Nesta semana decidi responder a uma pesquisa a distância, centralizada na Universidade de Maryland, Estados Unidos, sobre a covid-19. Depois das inevitáveis perguntas sobre sintomas, cuidados e procedimentos surgiu uma inesperada: Você sentiu ou sente medo do vírus?

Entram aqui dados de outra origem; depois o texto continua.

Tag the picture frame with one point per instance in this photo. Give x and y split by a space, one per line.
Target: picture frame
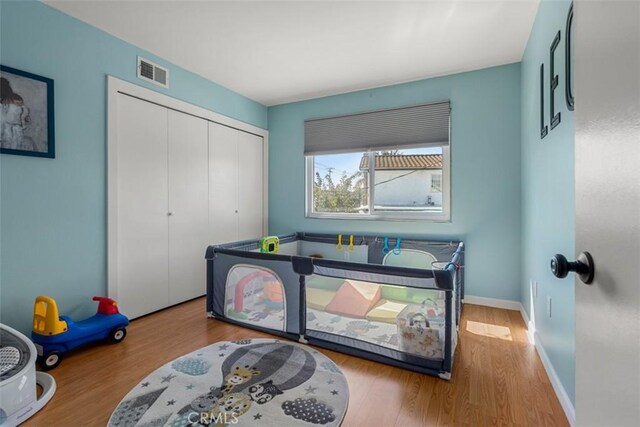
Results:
27 124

Sim, eu senti e sinto. E marquei a opção. Para logo depois me pegar pensando a respeito. Inescapável lembrar que Hollywood, essa fantástica fábrica de adaptação mental ao que ainda não vivemos (guerras, massacres, mega desastres ambientais) vem ensinando há décadas que só idiotas não sentem medo.
Claro que a fábrica de sonhos – e atualmente, de pesadelos – segue ensinando que sem medo não há coragem e sem essa não há a contribuição do herói. Mas, neste caso, em que consistiria exatamente a coragem? E o quê, mesmo abdicando da promessa de heroísmo pessoal, poderia, cada um de nós, fazer?
O que fazer sabendo que que bebês prematuros de Manaus tem que ser deslocados para outros estados porque falta… oxigênio? Que os doentes de uma cidade inteira estão sem poder respirar?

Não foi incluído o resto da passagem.